Let me leave you with some of the last words written by those who knew Joan of Arc and who conducted her trial of rehabilitation to clear her name some quarter of a century after her death. And here I ask one thing of the reader and one thing only. If you care nothing about what is written here so far, if my words have done nothing to pierce your heart, I ask that out of mercy you think for a moment of Joan’s mother, Isabelle, who bore the loathsome weight of a cross for almost twenty-five years because her beautiful, faithful, and heroic daughter had been unjustly declared an apostate and burned as a heretic by impious, corrupt, and partisan clergy. I ask you to think of this mother who carried her maternal duties to the very end of her life by bringing this case forward to see to it that her child’s name was cleared before her country, and indeed before all of Western Civilization. Imagine how tears must have streamed down her cheeks when, after months of deliberation and review of the original condemnatory trial and written record, she heard the following solemnly pronounced by the Archbishop of Reims on behalf of Pope Calistus III in Rouen, the very city where Joan died:
“That although it was abundantly apparent to the aforementioned judges that Joan had submitted to the judgment and decisions of our Holy Mother the Church, and that she was so faithful a Catholic that they allowed the Body of Our Lord to be administered to her, nevertheless out of their excessive zeal for the English, or not wishing to extricate themselves out of fear and pressure, they most unjustly condemned her as a heretic to the pains of fire.”
“That Joan continuously, and notably at the moment of her death, behaved in a saintly and Catholic manner, recommending her soul to God and invoking Jesus aloud even with her last life’s breath in such a manner as to draw from all those present, and even from her English enemies, effusions of tears.”
“That the preceding and other points being weighed, the case and the sentence are both null and most unjust…”
And as the Archbishop’s gavel fell with all the authority and power of a Papal anvil, these words rang through the cathedral in conclusion:
“And so it was and that is the truth.”
At that moment Isabelle must have broken down, shedding over two decades worth of tears.
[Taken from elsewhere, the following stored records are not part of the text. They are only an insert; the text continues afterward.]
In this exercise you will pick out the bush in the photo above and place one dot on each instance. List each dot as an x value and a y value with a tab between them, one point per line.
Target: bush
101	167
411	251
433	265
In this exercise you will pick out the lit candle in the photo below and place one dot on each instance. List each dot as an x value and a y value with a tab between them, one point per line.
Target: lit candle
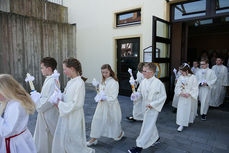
132	81
30	79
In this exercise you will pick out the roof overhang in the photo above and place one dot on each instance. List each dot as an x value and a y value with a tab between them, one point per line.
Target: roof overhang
175	1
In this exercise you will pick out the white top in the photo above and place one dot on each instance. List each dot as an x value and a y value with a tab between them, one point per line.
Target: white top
13	122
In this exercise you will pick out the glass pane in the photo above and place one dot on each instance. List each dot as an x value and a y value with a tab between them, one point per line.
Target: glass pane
162	70
129	18
129	50
191	9
129	63
222	6
162	50
162	29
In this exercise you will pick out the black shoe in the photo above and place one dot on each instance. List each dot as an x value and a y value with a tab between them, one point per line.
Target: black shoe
203	117
135	150
174	110
131	118
157	142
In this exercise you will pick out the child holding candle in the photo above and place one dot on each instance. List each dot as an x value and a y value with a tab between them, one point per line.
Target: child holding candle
187	91
206	80
152	94
16	105
107	118
47	113
70	135
138	108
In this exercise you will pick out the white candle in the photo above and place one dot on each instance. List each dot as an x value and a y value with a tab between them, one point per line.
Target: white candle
30	79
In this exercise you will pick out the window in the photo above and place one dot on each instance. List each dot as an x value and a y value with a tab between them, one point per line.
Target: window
222	6
199	9
191	9
128	18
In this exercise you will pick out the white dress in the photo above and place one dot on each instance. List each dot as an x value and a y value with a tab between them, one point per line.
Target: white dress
14	122
195	70
175	97
47	117
70	135
152	92
107	118
138	107
219	90
186	110
208	76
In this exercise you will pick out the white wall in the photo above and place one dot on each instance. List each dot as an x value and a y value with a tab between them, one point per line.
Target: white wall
96	33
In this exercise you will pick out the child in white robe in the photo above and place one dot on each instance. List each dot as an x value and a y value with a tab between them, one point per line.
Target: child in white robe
16	105
175	97
47	116
106	121
70	134
138	107
152	94
219	90
187	91
195	67
206	80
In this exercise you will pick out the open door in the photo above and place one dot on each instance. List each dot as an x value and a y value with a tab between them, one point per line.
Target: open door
161	50
127	57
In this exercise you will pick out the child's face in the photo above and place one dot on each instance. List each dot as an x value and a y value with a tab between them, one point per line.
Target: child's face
105	73
203	65
2	98
195	64
219	61
67	71
184	73
147	73
46	71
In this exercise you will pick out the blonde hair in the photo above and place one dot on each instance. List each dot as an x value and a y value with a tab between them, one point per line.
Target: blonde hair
12	90
112	74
All of Christendom (excluding the mighty Plantagenet house in England) rose to its feet in cheers of joy. But Isabelle cared little for that. She was a poor, simple peasant mother, caring little for politics but much for her child. She had raised Joan a good Catholic, and all Isabelle cared about as her mother was that she died a good Catholic. That is the power of a mother before the eyes of God. Tearing mothers can move the heavens, and, as here in this trial among powerful princes, the earth as well. Isabelle told the devil to go to hell. And not enough credit is given her, on earth at least, for that.
It was this, and much more, that I witnessed when I peered out of that dark and lonely Forest. It was for this, and much more, that I decided to come out. This was the most beautiful color I had ever seen, and it was bursting forth from a Kingdom that I then joyfully understood really existed.
Thank you, Joan. And, by the way, thank you mother Isabelle.